Yacimiento de Puig de Castellet

Los orígenes de Lloret

¿Sabías que...?

El yacimiento ibero de Puig de Castellet se erige como un espolón en la ladera occidental del Puig de Rossell, a 197 metros de altitud, en un pequeño rellano cerca de la cima. Su situación estratégica le permite dominar la línea de la costa desde la desembocadura del Tordera hasta la playa de Lloret y toda la llanura circundante, y mantiene contacto visual directo con los poblados ibéricos de Montbarbat, Turó Rodó y Turó de Sant Joan de Blanes.

El mundo de los íberos en Lloret de Mar

Los poblados iberos de Lloret son tres —Montbarbat, Puig de Castellet y Turó Rodó— y su cronología abarca desde el siglo IV a. C. hasta el II a. C. como máximo, momento en el que se sitúa el yacimiento de Turó Rodó. A partir de ese momento, ya en pleno siglo I a. C., el mundo ibero despareció ante el proceso de expansión de los romanos.

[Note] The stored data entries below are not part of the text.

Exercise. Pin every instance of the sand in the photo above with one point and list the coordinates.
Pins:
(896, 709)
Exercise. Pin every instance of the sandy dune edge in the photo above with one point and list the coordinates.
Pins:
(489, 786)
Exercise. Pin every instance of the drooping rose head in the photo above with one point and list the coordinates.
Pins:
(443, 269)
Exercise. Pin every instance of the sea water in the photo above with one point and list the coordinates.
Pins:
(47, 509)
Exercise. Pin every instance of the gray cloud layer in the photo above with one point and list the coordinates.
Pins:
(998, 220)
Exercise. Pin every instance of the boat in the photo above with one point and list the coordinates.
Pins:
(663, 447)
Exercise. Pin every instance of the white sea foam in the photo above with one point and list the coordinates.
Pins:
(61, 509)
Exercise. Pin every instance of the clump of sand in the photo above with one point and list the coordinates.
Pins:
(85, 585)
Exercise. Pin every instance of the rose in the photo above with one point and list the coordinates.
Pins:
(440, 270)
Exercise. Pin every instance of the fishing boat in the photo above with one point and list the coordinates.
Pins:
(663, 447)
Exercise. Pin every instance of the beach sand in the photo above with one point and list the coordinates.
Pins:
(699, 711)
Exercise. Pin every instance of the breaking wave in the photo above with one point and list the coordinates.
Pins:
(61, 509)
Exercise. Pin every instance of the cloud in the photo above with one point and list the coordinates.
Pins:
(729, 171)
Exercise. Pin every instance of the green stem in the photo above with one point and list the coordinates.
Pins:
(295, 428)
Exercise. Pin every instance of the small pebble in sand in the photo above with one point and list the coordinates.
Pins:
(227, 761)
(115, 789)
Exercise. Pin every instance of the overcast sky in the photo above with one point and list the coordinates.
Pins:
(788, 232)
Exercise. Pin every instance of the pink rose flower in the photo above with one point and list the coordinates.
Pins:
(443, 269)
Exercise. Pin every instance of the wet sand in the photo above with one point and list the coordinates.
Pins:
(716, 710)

Puig de Castellet, fortaleza marítima de los indigetes

Los iberos, habitantes autóctonos de la península Ibérica, se organizaban de manera tribal, en función del territorio: layetanos, cesetanos, ilercavones, ilergetes, ausetanos, indigetes. De este último grupo formaban parte los habitantes del poblado de Puig de Castellet. El yacimiento de Puig de Castellet, que data del siglo III a. C., está situado a dos kilómetros del núcleo de Lloret de Mar en una zona estratégica de dominio visual desde la desembocadura del río Tordera hasta la costa de Lloret. Es un pequeño recinto de 650 m2 compuesto por unas 6 viviendas. El asentamiento está fortificado con una amplia muralla y torres de defensa, a causa de las dificultades bélicas que desde el 264 a. C. hasta el 146 a. C. sacudieron todo el Mediterráneo: las guerras púnicas. Del siglo III a. C., coincidiendo con el dominio cartaginés, es la construcción de refuerzo de la muralla del recinto. Por tanto, este recinto estuvo activo durante unos cincuenta años desde el 250 a. C. hasta el 200 a. C. En esta última fecha ya se había abandonado. Las excavaciones se han realizado en su totalidad durante diversas fases: la primera del 1968 al 1969, la segunda del 1970 al 1972, y la tercera y última, del 1975 al 1986. Durante las excavaciones, ha salido a la luz una gran cantidad de material arqueológico: básicamente cerámica de producción local, pero también cerámica de importación de estilo ático de diferentes procedencias (itálica, griega y occidental del taller de Roses). Recientemente se ha incorporado el yacimiento de Puig de Castellet a la Ruta de los iberos, un itinerario creado por el Museo Arqueológico de Cataluña, con el acondicionamiento a cargo del Ayuntamiento de Lloret de Mar.

Cómo era una casa ibera

Se han considerado casas los espacios con una función de vivienda donde se llevaban a cabo las actividades domésticas y de carácter laboral. Los muros se componían de dos partes: cimentación y zócalo. El resto del muro era de arcilla, pero esta parte no se conserva. Las cubiertas se realizaban con un entramado de maderas que se cubrían de elementos vegetales y una capa de tierra batida. Las casas iberas presentan dos o tres habitaciones. Normalmente la sala se utilizaba para las actividades domésticas y la antesala para las actividades laborales. Los restos arqueológicos encontrados en los diferentes espacios ayudan a los arqueólogos a determinar sus diferentes funciones.